We'd just have to wait...and be sure Parker didn't kill us first. 

"Get out of there," I said, sounding very tired even to my own ears. "Let's just...get out of there and regroup." 

"It looks like the door is just dead-bolted from the inside," Abby said, and I could tell she was trying real hard not to acknowledge the body on the floor. "I think I should be able to just open it up and walk out. So that's one perk." 

"Yeah," I agreed, trying to sound encouraging. "I'll meet you around the side." 

I pulled away from the window and slid sideways around the building to the door. I heard the click of the lock on the other side and tugged the door open. It pulled toward me with a low creak, and I thought I heard something else, some more distant click, and I frowned, feeling like something had happened but not yet understanding what. 

Abby stood on the other side of the door frame, and I glimpsed it over her shoulder, a split second, a flash of movement, and a wet sound like punching through the skin of a rotten pumpkin -- and then her expression changed to confusion, and we stared at each other wordless for a moment that stretched long in slow-motion horror. 

Her mouth hung open, pulled into a slack "o" of surprise, and her eyes went wide. Confusion flared, then her gaze hardened, went glassy and distant. Dark blood gurgled out from between her lips, and her knees went weak, collapsing out from under her. 

But she did not fall. Instead, she stayed in place, weightless now, suspended like a fish on the end of a hook. Her hands and feet jerked. 

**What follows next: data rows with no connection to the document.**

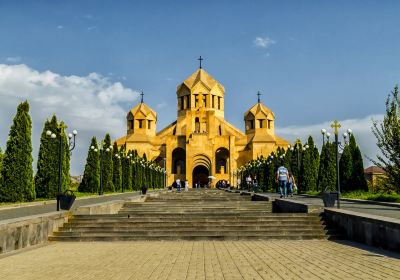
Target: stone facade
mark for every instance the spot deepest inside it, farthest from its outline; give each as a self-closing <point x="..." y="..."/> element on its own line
<point x="201" y="143"/>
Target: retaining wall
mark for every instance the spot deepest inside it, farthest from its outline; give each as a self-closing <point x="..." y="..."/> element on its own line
<point x="364" y="228"/>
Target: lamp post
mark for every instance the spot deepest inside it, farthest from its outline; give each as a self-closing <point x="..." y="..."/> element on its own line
<point x="323" y="132"/>
<point x="102" y="151"/>
<point x="336" y="125"/>
<point x="71" y="146"/>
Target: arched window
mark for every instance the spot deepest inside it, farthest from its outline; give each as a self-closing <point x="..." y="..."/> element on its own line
<point x="221" y="161"/>
<point x="179" y="161"/>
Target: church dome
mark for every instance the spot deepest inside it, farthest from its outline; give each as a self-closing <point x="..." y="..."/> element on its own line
<point x="201" y="76"/>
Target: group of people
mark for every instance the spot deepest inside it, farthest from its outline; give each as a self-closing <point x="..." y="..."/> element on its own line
<point x="286" y="182"/>
<point x="178" y="185"/>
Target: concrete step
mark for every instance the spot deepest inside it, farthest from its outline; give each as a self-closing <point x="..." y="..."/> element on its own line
<point x="179" y="228"/>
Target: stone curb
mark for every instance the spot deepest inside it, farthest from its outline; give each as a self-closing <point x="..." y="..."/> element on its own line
<point x="390" y="204"/>
<point x="45" y="202"/>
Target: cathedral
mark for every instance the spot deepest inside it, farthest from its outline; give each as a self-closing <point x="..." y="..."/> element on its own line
<point x="201" y="143"/>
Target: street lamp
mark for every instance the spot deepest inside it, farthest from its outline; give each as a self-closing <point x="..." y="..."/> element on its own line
<point x="71" y="146"/>
<point x="107" y="149"/>
<point x="323" y="131"/>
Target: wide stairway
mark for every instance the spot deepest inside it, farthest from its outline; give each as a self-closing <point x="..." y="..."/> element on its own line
<point x="194" y="215"/>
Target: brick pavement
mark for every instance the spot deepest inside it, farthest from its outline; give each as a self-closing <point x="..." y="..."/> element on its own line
<point x="312" y="259"/>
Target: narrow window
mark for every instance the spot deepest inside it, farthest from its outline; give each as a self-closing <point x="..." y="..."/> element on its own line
<point x="187" y="101"/>
<point x="251" y="124"/>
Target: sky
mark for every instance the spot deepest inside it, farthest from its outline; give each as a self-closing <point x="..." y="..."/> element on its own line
<point x="87" y="61"/>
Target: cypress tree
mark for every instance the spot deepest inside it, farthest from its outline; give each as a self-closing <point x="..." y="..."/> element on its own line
<point x="327" y="168"/>
<point x="309" y="167"/>
<point x="116" y="168"/>
<point x="91" y="176"/>
<point x="1" y="163"/>
<point x="66" y="177"/>
<point x="345" y="169"/>
<point x="17" y="170"/>
<point x="46" y="178"/>
<point x="358" y="181"/>
<point x="387" y="134"/>
<point x="126" y="172"/>
<point x="107" y="165"/>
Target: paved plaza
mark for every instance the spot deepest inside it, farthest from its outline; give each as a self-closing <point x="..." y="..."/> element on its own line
<point x="313" y="259"/>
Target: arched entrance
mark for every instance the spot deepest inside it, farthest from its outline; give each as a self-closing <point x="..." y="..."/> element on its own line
<point x="200" y="175"/>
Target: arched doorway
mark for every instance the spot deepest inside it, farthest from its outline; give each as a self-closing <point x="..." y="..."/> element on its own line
<point x="179" y="161"/>
<point x="200" y="175"/>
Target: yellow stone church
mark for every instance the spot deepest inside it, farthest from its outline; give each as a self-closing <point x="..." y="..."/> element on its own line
<point x="201" y="143"/>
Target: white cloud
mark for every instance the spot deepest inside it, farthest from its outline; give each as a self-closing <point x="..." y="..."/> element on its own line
<point x="263" y="42"/>
<point x="361" y="129"/>
<point x="13" y="59"/>
<point x="91" y="104"/>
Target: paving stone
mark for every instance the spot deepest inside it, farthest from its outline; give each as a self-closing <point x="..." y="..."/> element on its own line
<point x="262" y="259"/>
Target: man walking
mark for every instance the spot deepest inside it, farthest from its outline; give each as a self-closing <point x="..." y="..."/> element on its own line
<point x="282" y="176"/>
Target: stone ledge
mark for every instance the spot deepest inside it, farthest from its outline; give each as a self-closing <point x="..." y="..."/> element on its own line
<point x="370" y="229"/>
<point x="293" y="206"/>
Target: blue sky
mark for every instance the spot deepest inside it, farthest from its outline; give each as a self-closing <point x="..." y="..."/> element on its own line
<point x="313" y="61"/>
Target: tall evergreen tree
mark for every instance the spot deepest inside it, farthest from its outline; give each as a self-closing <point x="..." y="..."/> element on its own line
<point x="327" y="168"/>
<point x="1" y="164"/>
<point x="107" y="165"/>
<point x="46" y="178"/>
<point x="66" y="176"/>
<point x="91" y="176"/>
<point x="116" y="168"/>
<point x="126" y="166"/>
<point x="345" y="169"/>
<point x="17" y="170"/>
<point x="387" y="134"/>
<point x="309" y="167"/>
<point x="358" y="181"/>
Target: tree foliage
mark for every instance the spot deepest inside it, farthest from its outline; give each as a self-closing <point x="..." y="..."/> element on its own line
<point x="309" y="167"/>
<point x="327" y="168"/>
<point x="91" y="176"/>
<point x="107" y="165"/>
<point x="17" y="173"/>
<point x="116" y="168"/>
<point x="358" y="181"/>
<point x="387" y="134"/>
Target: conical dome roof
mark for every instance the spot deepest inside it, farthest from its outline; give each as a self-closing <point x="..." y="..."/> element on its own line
<point x="201" y="76"/>
<point x="259" y="107"/>
<point x="144" y="109"/>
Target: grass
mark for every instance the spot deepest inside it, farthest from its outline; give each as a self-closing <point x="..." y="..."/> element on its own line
<point x="384" y="197"/>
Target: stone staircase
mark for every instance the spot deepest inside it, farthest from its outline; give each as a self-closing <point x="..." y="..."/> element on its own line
<point x="194" y="215"/>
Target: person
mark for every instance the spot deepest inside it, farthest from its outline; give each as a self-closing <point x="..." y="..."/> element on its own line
<point x="255" y="184"/>
<point x="291" y="183"/>
<point x="282" y="175"/>
<point x="248" y="181"/>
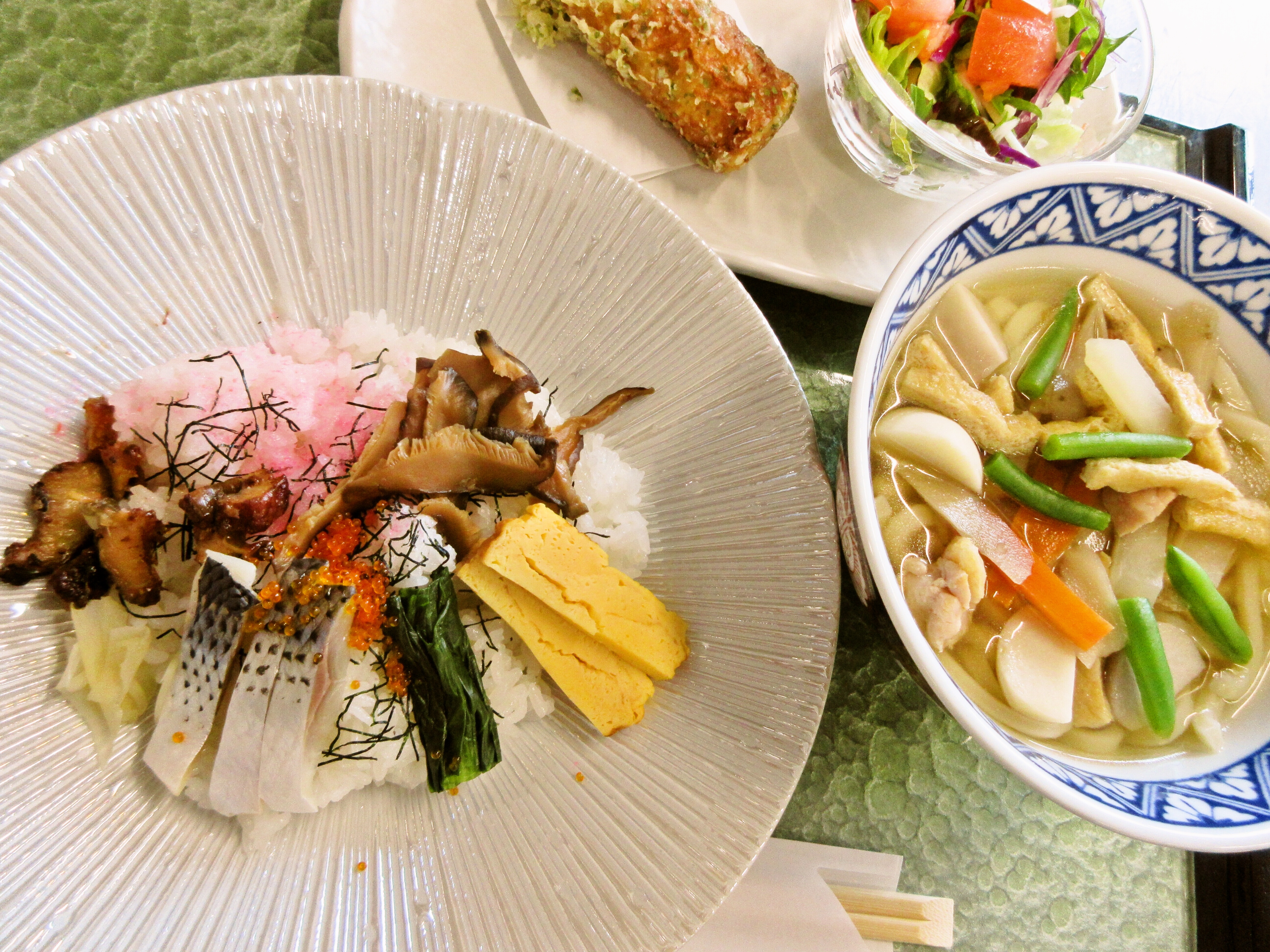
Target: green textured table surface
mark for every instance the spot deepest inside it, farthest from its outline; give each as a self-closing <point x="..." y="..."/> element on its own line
<point x="890" y="770"/>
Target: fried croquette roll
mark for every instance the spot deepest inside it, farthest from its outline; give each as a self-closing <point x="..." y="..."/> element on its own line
<point x="688" y="60"/>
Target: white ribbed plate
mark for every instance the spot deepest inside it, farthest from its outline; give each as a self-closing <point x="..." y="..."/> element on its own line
<point x="308" y="199"/>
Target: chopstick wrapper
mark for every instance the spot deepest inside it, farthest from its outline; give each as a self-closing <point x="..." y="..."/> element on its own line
<point x="784" y="903"/>
<point x="609" y="120"/>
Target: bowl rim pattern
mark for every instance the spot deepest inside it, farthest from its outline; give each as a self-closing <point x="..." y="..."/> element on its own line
<point x="1194" y="232"/>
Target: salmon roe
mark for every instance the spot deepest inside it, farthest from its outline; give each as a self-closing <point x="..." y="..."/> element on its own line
<point x="336" y="546"/>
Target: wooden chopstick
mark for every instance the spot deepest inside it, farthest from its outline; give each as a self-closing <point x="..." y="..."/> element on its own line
<point x="898" y="917"/>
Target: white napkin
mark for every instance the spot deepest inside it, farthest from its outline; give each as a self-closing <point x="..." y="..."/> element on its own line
<point x="609" y="121"/>
<point x="784" y="903"/>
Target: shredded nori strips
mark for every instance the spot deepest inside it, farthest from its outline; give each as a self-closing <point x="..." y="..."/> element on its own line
<point x="456" y="725"/>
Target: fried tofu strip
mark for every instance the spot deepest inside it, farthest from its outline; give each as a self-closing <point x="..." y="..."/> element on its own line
<point x="1198" y="421"/>
<point x="1135" y="475"/>
<point x="931" y="381"/>
<point x="688" y="60"/>
<point x="1245" y="520"/>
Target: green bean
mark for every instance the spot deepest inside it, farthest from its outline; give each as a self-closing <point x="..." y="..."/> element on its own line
<point x="1146" y="654"/>
<point x="1043" y="365"/>
<point x="1095" y="446"/>
<point x="1207" y="607"/>
<point x="1042" y="498"/>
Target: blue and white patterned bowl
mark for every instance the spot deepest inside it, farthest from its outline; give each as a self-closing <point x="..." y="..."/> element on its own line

All of this took just a few seconds, but it seemed to last forever. I reeled backward, stumbling away from her body in the door frame, and tripped backward on the snowy path. I landed hard on my ass, a jolt of pain traveling up the base of my spine, falling back on my elbows. Cold spread up my back, snow creeping under the waistband of my pants, numbing my bare arms. 

From the ground, it was easy to see how the trap had been laid. A deadfall rigged to the door. When the door opened, swinging outward, it triggered the pendulum free-fall of the weighted axe, the sharpened blade of which was now buried deep in the back of Abby's skull. 

If she hadn't been standing there, it would have kept swinging right into my face. It would have been me hanging there, impaled on the point of an axe, or else brained from the impact, gray stuff dripping out of my ears. 

My stomach rolled, and I thought I was going to throw up, but when I opened my mouth it was a scream that erupted. I just lay back on my elbows, unable to look away from Abby's body, and screamed and screamed. 

And then a shadow fell over me, the approaching footsteps crunching in the snow, and I cringed away and tried to find my feet but not before a hand caught my arm, fingers wrapping around my numb, bare wrist.